This repository is for a tutorial on Topological Data Analysis (TDA) for the Midwest Big Data Summer School in 2021 virtually in Ames, Iowa. This tutorial covers persistent homology and mapper, two of the main tools used in TDA.
The slides for this tutorial can be found here.
The zip archive InteractiveJPDwB.zip contains three versions of the InteractiveJPDwB application for understanding the Vietoris-Rips construction of a point cloud. There are Windows, MacOSX, and Linux versions, depending on your operating system. The instructions for using the program can be found in the bottom panel.
For persistent homology, we use two implementations: scikit-tda
and giotto-tda
.
Both of these packages are available on pypi and everything
you need for the topological data analysis part of the tutorial can be
installed with
pip install scikit-tda, giotto-tda
The tutorial depends on other libraries like numpy
and matplotlib
which I assume you already
have installed.
Both scikit-tda
and giotto-tda
implement Vietoris-Rips persistent homology based on the
Ripser algorithm, a
very efficient C++ implementation of persistence.

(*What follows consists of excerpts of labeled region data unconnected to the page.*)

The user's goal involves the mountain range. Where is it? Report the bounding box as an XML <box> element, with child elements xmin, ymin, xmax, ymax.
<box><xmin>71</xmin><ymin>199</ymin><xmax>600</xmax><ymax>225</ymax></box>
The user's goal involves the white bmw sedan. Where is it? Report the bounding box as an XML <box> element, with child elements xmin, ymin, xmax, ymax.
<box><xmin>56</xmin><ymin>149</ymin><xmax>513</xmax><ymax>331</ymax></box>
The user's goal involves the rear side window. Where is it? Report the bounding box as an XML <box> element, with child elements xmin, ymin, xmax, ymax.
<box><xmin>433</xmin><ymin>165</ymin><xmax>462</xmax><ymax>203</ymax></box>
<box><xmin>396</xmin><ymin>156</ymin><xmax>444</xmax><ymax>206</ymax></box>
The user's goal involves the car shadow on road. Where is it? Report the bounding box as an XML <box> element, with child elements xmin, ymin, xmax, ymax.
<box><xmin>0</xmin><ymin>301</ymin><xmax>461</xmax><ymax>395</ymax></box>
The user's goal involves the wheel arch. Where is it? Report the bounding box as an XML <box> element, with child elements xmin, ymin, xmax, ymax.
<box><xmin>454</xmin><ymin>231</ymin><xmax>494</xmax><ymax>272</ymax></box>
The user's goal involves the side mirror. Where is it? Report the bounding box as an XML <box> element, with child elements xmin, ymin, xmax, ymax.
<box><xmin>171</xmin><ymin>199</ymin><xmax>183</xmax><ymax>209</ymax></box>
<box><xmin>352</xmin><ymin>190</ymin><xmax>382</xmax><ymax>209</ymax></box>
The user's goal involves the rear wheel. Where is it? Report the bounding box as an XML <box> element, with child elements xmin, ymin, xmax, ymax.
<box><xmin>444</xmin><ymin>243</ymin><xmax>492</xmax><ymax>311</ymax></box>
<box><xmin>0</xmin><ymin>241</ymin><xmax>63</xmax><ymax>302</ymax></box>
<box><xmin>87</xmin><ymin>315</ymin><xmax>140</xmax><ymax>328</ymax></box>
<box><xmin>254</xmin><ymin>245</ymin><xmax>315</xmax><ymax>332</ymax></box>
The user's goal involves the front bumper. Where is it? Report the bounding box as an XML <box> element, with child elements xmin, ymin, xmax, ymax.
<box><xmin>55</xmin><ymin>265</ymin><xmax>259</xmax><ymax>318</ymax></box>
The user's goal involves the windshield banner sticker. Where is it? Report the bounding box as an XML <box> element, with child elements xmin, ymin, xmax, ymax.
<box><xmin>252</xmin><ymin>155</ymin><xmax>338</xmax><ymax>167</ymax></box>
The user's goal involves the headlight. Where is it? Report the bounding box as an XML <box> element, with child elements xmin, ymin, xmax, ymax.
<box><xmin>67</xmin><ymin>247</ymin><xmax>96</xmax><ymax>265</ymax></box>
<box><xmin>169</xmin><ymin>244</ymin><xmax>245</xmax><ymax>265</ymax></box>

If you don't want to install anything on your computer, you can go to
live.ripser.org and upload the data sets there
for easy persistence computations.
There are three persistent homology notebooks for users to work through:
- Introduction to persistent homology. A simple notebook with mostly synthetic data sets.
-
Differentiation using persistence landscapes. A notebook for distinguishing
$S^2$ from$S^3$ using one-dimensional homology, highlighting the geometric aspects of persistence. This relies on persistence landscapes, one of the first vectorization schemes introduced for persistence diagrams. - MNIST using persistent homology. The most advanced notebook, combining cubical persistence with various vectorization schemes to build a digit classifier for the famous MNIST data set.
We use KeplerMapper for our mapper implementation. Kepler Mapper is written in python, and is compatible with other machine learning packages, like scikit-learn.
There is one mapper notebook for users to work through: Introduction to mapper. An elementary notebook with basic data sets to get accustomed to choosing filter functions, cover parameters, etc.
There are a variety of excellent and much more thorough tutorials available online by experts in the field. Some of the data sets in this tutorial are either motivated by or come directly from the following:
-
Charleston-TDA-ML. A tutorial on Persistent Homology written by Henry Adams, Melissa McGuirl, and Yitzchak Solomon.
-
Peter Bubenik's TDA with R worksheet. A tutorial on using R to analyze data with Persistence Landscapes.
-
MAA-NCS18. Matt Zabka's Persistence Homology tutorial.
-
R-TDA tutorial. An R-TDA worksheet tutorial written by Jisu Kim.
-
Scikit-tda tutorials: Ripser.py tutorials, KeplerMapper tutorials, Persim tutorials.
-
giotto-tda tutorials. A list of tutorials and examples highlighting the functionality of
giotto-tda
.
This list is nowhere near complete, and there are lots of other great tutorials for learning TDA.